We recently held that California Penal Code § 261.5(c) categorically constitutes sexual abuse of a minor under the generic definition:  “[a] conviction under[§ 261.5(c)] meets the BIA's interpretation of ‘sexual abuse of a minor’ as encompassing any offense that involves ‘the employment, use, persuasion, inducement, enticement, or coercion of a child to engage in ․ sexually explicit conduct․’ ” Afridi v. Gonzales, 442 F.3d 1212, 1217 (9th Cir.2006) (quoting Matter of Rodriguez-Rodriguez, 22 I & N Dec. 991, 991, 995 (BIA 1999)).  Afridi is binding precedent and controls this case.   Because Afridi held that a conviction pursuant to § 261.5(c) categorically qualifies as a “sexual abuse of a minor” under 8 U.S.C. § 1101(a)(43)(A), Afridi, 442 F.3d at 1217, Estrada-Espinoza has been convicted of an aggravated felony. Afridi also adopted the BIA's definition of “minor” as anyone under the age of 18, id. at 1216, 1217;  that definition is controlling and forecloses Estrada-Espinoza's argument that “minor” should be defined, for sexual abuse purposes, as anyone under age 16 to reflect the age of consent in the majority of states. Therefore, the BIA and IJ did not err in denying relief, and we must deny the petition for review.


I concur in the opinion because there is no principled distinction to be drawn between this case and Afridi v. Gonzales, 442 F.3d 1212 (9th Cir.2006).   Application of Afridi requires us to deny the petition.

I write separately to suggest respectfully that Afridi was incorrectly decided and should be reconsidered.


The fundamental problem 1 with the statutory analysis in Afridi is that, in contrast to the statutory language and other decisions of this court, Afridi does not require “abuse” to be an element of the generic definition.

Because “sexual abuse of a minor” is a non-traditional offense, United States v.

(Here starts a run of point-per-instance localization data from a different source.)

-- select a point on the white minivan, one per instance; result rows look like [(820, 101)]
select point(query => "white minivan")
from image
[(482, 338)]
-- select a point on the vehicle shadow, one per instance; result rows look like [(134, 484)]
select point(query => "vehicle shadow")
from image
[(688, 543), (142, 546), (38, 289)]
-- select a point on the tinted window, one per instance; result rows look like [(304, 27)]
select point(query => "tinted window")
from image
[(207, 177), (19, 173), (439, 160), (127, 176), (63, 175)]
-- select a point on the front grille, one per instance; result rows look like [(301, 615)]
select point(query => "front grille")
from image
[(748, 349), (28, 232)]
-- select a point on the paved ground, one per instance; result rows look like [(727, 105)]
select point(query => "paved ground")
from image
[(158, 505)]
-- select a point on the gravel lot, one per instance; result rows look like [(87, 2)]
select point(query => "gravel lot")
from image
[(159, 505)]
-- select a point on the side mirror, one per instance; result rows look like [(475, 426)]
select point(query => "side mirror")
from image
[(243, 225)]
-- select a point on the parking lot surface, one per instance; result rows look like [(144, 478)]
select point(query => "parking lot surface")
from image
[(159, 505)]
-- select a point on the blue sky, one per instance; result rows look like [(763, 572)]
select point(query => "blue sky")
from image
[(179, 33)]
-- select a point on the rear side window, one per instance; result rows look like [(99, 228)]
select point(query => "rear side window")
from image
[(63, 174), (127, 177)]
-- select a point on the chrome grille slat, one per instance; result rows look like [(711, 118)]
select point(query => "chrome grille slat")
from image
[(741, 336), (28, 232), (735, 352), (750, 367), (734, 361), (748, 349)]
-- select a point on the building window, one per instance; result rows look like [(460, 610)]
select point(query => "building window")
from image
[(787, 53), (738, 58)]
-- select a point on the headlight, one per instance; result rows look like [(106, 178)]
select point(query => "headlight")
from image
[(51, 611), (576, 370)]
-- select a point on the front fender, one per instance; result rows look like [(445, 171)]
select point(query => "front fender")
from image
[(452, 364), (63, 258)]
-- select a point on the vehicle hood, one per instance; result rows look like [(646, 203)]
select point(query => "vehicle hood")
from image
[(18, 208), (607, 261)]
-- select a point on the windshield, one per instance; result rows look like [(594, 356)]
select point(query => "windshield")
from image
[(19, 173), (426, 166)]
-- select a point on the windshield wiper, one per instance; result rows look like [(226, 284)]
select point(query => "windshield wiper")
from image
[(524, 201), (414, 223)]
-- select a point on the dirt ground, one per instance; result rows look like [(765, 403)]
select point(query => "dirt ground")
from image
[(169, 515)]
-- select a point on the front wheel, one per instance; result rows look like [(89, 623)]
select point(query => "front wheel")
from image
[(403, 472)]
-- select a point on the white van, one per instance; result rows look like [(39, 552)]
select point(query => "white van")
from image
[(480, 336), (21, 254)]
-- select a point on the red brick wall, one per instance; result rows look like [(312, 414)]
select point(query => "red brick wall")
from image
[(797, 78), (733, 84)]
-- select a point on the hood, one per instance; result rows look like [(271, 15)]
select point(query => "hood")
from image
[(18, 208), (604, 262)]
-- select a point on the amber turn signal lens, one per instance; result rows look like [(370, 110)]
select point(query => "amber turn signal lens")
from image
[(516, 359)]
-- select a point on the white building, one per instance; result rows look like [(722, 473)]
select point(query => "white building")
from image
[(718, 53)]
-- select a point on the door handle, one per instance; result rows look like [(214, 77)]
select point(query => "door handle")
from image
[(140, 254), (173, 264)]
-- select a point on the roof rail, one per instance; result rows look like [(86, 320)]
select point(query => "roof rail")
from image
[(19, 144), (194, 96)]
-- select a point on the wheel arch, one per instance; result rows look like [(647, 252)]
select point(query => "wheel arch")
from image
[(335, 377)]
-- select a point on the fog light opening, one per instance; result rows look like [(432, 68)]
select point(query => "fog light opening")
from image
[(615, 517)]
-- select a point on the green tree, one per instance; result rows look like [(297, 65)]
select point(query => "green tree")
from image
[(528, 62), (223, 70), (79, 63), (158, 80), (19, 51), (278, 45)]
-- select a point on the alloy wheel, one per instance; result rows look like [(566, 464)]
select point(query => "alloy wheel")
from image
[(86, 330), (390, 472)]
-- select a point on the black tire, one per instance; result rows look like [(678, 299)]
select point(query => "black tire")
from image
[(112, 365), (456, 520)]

Lopez-Solis, 447 F.3d 1201, 1207 (9th Cir.2006), we define it “based on the ordinary, contemporary, and common meaning of the statutory words,” id. (internal quotation marks omitted);  see also United States v. Baron-Medina, 187 F.3d 1144, 1146 (9th Cir.1999).  Afridi deferred to the BIA definition of the offense, namely “the employment, use, persuasion, inducement, enticement, or coercion of a child to engage in, or assist another person to engage in, sexually explicit conduct or the rape, molestation, prostitution, or other form of sexual exploitation of children, or incest with children.”  Afridi, 442 F.3d at 1215-16 (internal quotation marks omitted).

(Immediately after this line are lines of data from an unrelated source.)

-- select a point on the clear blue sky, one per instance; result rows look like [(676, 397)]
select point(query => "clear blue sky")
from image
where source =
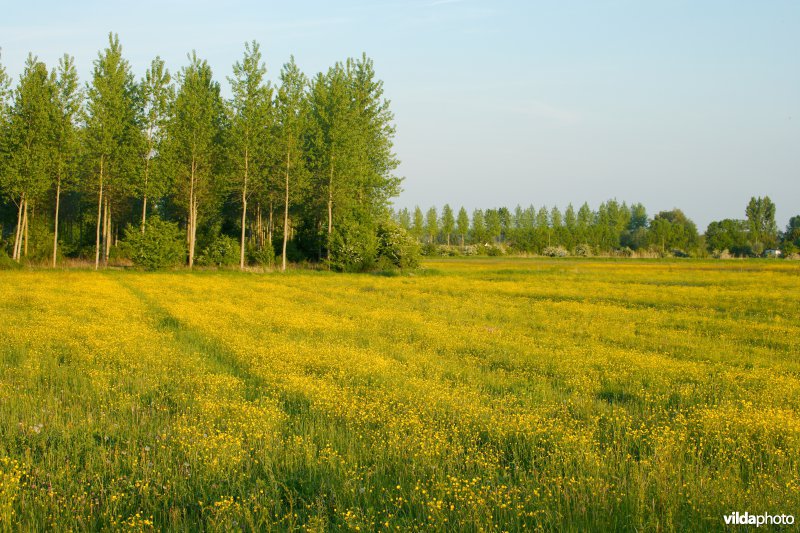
[(680, 103)]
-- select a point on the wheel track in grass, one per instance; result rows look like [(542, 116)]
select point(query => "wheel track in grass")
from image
[(188, 339)]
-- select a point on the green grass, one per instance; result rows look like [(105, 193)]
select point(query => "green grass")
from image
[(483, 394)]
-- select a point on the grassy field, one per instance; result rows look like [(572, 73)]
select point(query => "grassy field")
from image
[(482, 394)]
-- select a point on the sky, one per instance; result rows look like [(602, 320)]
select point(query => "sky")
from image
[(692, 104)]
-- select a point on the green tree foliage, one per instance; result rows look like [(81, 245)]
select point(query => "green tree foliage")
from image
[(418, 224), (672, 230), (404, 219), (29, 144), (479, 234), (493, 226), (763, 229), (156, 95), (162, 244), (396, 248), (195, 142), (68, 102), (448, 223), (791, 237), (462, 225), (334, 153), (222, 250), (112, 137), (431, 225), (730, 235), (251, 130), (292, 116)]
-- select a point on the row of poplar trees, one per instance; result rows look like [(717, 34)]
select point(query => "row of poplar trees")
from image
[(292, 161)]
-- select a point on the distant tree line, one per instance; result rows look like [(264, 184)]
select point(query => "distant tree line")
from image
[(613, 228), (163, 169)]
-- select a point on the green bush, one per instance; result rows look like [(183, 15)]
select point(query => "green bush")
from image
[(492, 250), (555, 251), (261, 256), (6, 263), (396, 248), (161, 245), (353, 248), (221, 251)]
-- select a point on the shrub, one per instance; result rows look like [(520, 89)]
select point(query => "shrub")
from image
[(261, 256), (555, 251), (353, 248), (6, 263), (429, 249), (161, 245), (221, 251), (396, 248), (492, 250)]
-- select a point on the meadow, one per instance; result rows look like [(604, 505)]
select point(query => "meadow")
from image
[(486, 394)]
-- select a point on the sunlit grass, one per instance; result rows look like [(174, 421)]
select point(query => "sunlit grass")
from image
[(478, 394)]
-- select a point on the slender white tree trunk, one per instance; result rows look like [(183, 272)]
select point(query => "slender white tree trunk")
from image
[(286, 212), (107, 232), (18, 234), (99, 219), (191, 232), (244, 210), (55, 222), (25, 228), (271, 223), (330, 210), (144, 194)]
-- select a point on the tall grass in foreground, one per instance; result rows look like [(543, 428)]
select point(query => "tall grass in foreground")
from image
[(502, 395)]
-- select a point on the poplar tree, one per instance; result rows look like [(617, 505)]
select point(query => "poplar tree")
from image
[(68, 101), (156, 95), (448, 222), (5, 94), (462, 224), (250, 125), (432, 225), (478, 226), (334, 148), (194, 140), (30, 145), (112, 135), (761, 220), (376, 183), (418, 224), (291, 115), (404, 219)]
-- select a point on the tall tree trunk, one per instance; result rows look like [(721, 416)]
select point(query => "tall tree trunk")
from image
[(259, 227), (271, 223), (144, 194), (106, 232), (55, 221), (25, 228), (330, 211), (191, 232), (286, 213), (18, 235), (144, 211), (244, 211), (99, 219)]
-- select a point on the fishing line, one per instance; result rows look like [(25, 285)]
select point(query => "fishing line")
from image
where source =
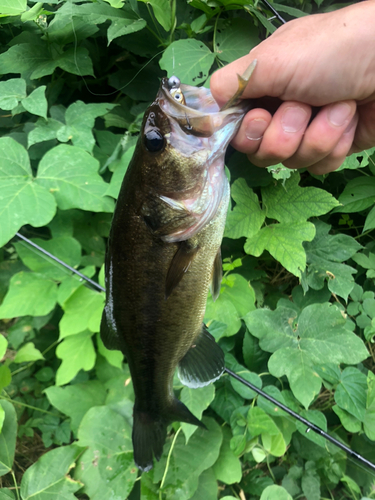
[(310, 425)]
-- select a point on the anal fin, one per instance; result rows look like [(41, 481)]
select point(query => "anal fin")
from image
[(203, 363), (217, 275), (179, 265)]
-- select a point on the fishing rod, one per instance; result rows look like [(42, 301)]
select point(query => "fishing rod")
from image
[(310, 425)]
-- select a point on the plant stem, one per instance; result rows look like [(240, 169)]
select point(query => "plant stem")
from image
[(168, 460)]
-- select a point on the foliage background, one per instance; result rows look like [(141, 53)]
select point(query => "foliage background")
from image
[(296, 314)]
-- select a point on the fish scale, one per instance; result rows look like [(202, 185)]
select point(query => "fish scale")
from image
[(163, 254)]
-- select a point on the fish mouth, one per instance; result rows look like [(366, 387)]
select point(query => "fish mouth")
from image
[(200, 114)]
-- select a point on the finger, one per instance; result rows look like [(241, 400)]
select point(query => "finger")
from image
[(323, 134), (336, 158), (253, 127), (283, 136), (365, 133)]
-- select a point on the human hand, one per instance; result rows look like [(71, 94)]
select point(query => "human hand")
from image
[(323, 60)]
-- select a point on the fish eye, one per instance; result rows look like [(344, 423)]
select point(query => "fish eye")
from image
[(173, 82), (154, 141)]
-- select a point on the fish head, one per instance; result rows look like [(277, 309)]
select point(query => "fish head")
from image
[(183, 141)]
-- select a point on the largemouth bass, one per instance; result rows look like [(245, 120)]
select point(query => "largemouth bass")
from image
[(163, 254)]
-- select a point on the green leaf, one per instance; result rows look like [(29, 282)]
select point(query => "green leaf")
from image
[(359, 194), (28, 352), (44, 130), (235, 38), (350, 394), (3, 346), (190, 59), (247, 217), (106, 468), (12, 7), (189, 461), (29, 294), (228, 467), (350, 423), (288, 202), (66, 249), (11, 92), (317, 418), (71, 175), (36, 102), (197, 400), (75, 400), (8, 437), (207, 486), (49, 476), (284, 242), (275, 493), (77, 353), (325, 255), (81, 308), (80, 119)]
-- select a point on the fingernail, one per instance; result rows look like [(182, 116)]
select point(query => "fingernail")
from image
[(350, 127), (293, 119), (255, 129), (339, 113)]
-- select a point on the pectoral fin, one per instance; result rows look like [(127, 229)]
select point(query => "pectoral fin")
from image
[(217, 275), (203, 363), (179, 265)]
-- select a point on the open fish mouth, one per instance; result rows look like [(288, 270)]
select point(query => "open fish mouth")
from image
[(195, 109)]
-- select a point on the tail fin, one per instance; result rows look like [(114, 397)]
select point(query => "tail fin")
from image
[(149, 434)]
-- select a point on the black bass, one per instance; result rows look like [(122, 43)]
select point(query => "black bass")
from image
[(163, 254)]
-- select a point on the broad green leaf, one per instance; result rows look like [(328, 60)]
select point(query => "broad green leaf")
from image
[(350, 394), (77, 353), (71, 175), (369, 420), (317, 418), (12, 7), (75, 400), (260, 423), (36, 102), (37, 60), (235, 38), (114, 357), (349, 422), (49, 476), (288, 202), (228, 467), (8, 437), (197, 400), (235, 300), (318, 337), (3, 346), (66, 249), (107, 468), (44, 130), (11, 92), (247, 217), (207, 486), (163, 12), (79, 309), (284, 242), (190, 59), (28, 352), (80, 119), (275, 493), (29, 294), (359, 194), (189, 461), (325, 255)]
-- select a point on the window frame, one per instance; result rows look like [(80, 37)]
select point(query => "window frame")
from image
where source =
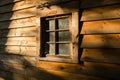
[(74, 29)]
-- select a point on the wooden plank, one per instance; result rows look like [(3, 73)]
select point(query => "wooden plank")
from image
[(59, 9), (18, 14), (67, 67), (100, 13), (57, 75), (30, 31), (17, 41), (25, 22), (96, 3), (4, 2), (5, 75), (101, 27), (101, 41), (17, 59), (16, 6), (18, 50), (15, 68), (110, 71), (101, 55)]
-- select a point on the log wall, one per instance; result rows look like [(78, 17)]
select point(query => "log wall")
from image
[(99, 33)]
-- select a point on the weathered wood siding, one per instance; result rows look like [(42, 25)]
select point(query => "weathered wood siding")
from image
[(99, 33), (101, 39), (17, 38)]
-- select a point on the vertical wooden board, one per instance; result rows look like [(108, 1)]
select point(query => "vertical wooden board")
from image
[(101, 27), (101, 41), (16, 6), (101, 55), (25, 22), (95, 3), (110, 71), (106, 12), (18, 14)]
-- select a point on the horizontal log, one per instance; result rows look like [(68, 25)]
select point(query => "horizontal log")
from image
[(59, 9), (16, 59), (30, 31), (5, 75), (18, 50), (18, 14), (101, 41), (4, 2), (15, 68), (101, 27), (57, 75), (26, 22), (95, 3), (16, 6), (110, 71), (100, 13), (17, 41), (101, 55)]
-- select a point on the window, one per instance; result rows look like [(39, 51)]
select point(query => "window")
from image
[(58, 38)]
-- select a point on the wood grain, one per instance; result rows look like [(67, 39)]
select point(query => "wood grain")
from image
[(16, 6), (101, 27), (17, 41), (101, 55), (101, 41), (19, 23), (100, 13), (18, 14), (30, 31)]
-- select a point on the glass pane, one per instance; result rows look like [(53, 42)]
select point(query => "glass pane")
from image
[(64, 36), (51, 25), (64, 49), (51, 48), (52, 36), (63, 23)]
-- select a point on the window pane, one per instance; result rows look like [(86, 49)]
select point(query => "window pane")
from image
[(51, 25), (64, 49), (64, 36), (52, 36), (63, 23), (51, 48)]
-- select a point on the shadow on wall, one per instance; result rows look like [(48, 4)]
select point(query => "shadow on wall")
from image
[(14, 66)]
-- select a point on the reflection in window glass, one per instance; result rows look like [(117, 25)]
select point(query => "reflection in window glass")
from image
[(52, 36), (64, 36), (64, 49), (63, 23)]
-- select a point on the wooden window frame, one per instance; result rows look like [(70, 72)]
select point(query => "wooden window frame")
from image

The difficulty with this construction is that it does not take into account the entirety of the crime described by Congress, “sexual abuse of a minor.”   Although the BIA definition, as construed in Afridi,2 encompasses the terms “sexual” and “minor,” it does not address the term “abuse.”   We have consistently required definitions of “sexual abuse of a minor” to define and take into account all three terms.   See Lopez-Solis, 447 F.3d at 1207 (examining the dictionary definition of “abuse”);  United States v. Pallares-Galan, 359 F.3d 1088, 1100 (9th Cir.2004) (same);  Baron-Medina, 187 F.3d at 1147 (examining the “everyday meanings of the words ‘sexual’ and ‘minor,’ ” as well as “ ‘abuse’ ”).   Defining “sexual abuse of a minor” without taking into account the term “abuse” would presume that Congress meant to cover not “sexual abuse of a minor,” but “sex with a minor,” rendering the term “abuse” mere surplusage.   Our duty, however, is “to give effect, if possible, to every clause and word of a statute.” Duncan v. Walker, 533 U.S. 167, 174, 121 S.Ct. 2120, 150 L.Ed.2d 251 (2001) (internal quotation marks omitted).

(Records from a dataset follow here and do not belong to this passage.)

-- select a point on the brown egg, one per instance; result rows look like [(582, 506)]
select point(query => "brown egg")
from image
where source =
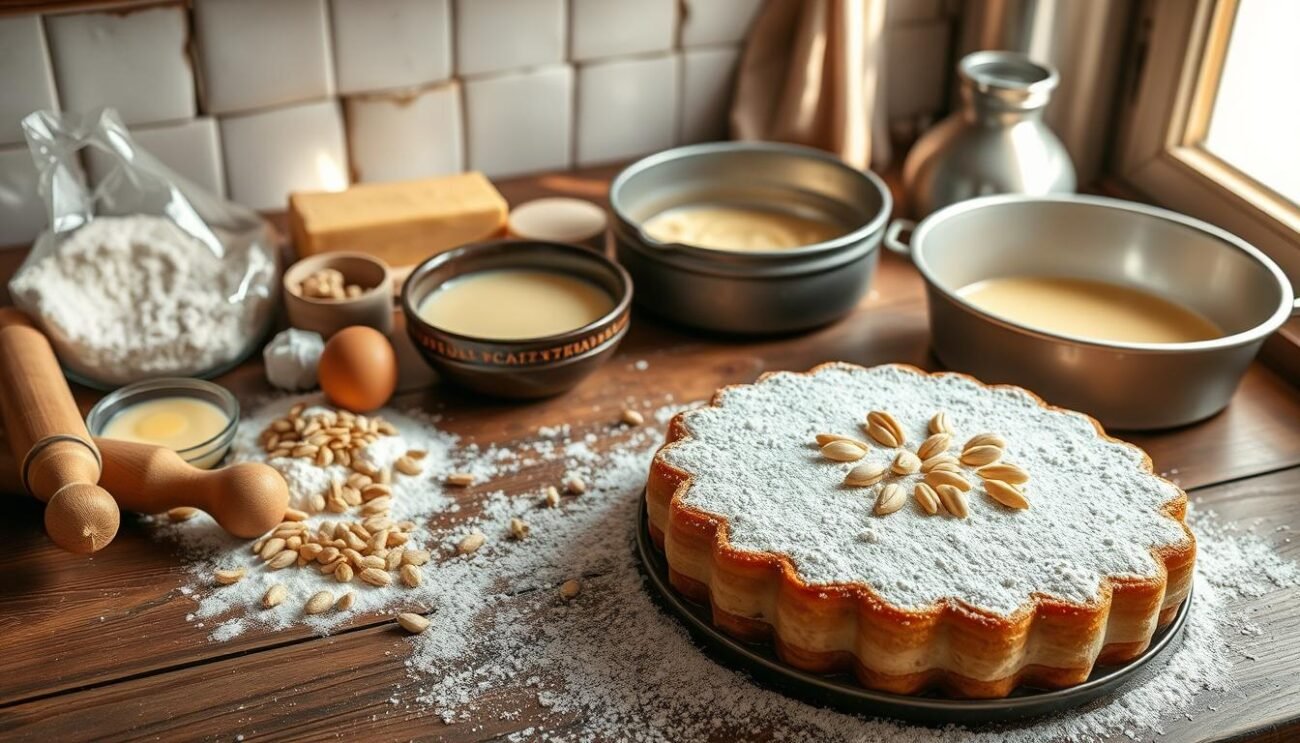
[(358, 369)]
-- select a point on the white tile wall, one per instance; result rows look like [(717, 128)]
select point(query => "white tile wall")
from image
[(408, 135), (428, 86), (259, 53), (716, 21), (131, 60), (29, 82), (22, 216), (382, 44), (520, 122), (506, 34), (707, 75), (625, 108), (273, 152), (193, 148), (620, 27)]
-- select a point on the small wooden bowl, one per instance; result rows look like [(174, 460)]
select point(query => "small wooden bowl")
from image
[(328, 316), (527, 368)]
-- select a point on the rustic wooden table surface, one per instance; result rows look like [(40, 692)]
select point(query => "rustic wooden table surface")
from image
[(99, 647)]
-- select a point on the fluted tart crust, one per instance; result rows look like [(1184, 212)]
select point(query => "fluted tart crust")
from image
[(758, 522)]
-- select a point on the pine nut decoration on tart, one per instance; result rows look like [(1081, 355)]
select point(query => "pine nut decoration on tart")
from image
[(919, 530)]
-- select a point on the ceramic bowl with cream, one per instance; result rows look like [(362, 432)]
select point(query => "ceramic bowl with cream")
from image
[(518, 318), (191, 417), (1139, 316), (748, 237)]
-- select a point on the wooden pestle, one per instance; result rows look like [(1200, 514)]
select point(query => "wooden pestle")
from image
[(247, 499), (59, 464)]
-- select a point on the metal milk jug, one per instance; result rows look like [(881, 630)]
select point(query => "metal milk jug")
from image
[(997, 143)]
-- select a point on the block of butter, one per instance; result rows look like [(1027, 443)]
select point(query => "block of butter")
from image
[(401, 222)]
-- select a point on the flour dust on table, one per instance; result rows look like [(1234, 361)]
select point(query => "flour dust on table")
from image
[(560, 611)]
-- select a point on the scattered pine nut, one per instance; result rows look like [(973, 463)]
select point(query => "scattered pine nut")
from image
[(570, 589), (415, 557), (414, 624), (182, 513), (272, 547), (282, 560), (274, 595), (408, 466), (411, 576), (375, 577), (294, 515), (518, 529), (228, 577), (319, 603), (460, 478)]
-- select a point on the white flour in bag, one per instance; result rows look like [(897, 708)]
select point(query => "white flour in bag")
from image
[(128, 298), (610, 665)]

In other decisions, we have construed the word “abuse” as “ ‘physical or nonphysical misuse or maltreatment’ ” or “ ‘use or treat[ment] so as to injure, hurt, or damage.’ ”  Lopez-Solis, 447 F.3d at 1207 (quoting United States v. Padilla-Reyes, 247 F.3d 1158, 1163 (11th Cir.2001);  Pallares-Galan, 359 F.3d at 1100).   However, the BIA definition, as construed by Afridi, does not account for abuse.   Rather, it permits a conviction under California Penal Code § 261.5(c) for consensual sexual intercourse between a young man or woman one day short of 18 years old and a person who just turned 21 to be considered an aggravated felony in application of immigration law.3

In every decision, other than Afridi, in which we have examined a statutory rape law applying to victims age 16 and over,4 we have either found the statute not categorically a crime of “sexual abuse of a minor” or not categorically a “crime of violence” (which necessarily eliminates the possibility that statutory rape always contains an aspect of force or the threatened use of physical force).   In addition, we and our sister circuits have taken great care to distinguish between statutes applying to victims under 16 years old and those applying to 16- and 17-year-olds, suggesting that the latter do not categorically meet the generic definition.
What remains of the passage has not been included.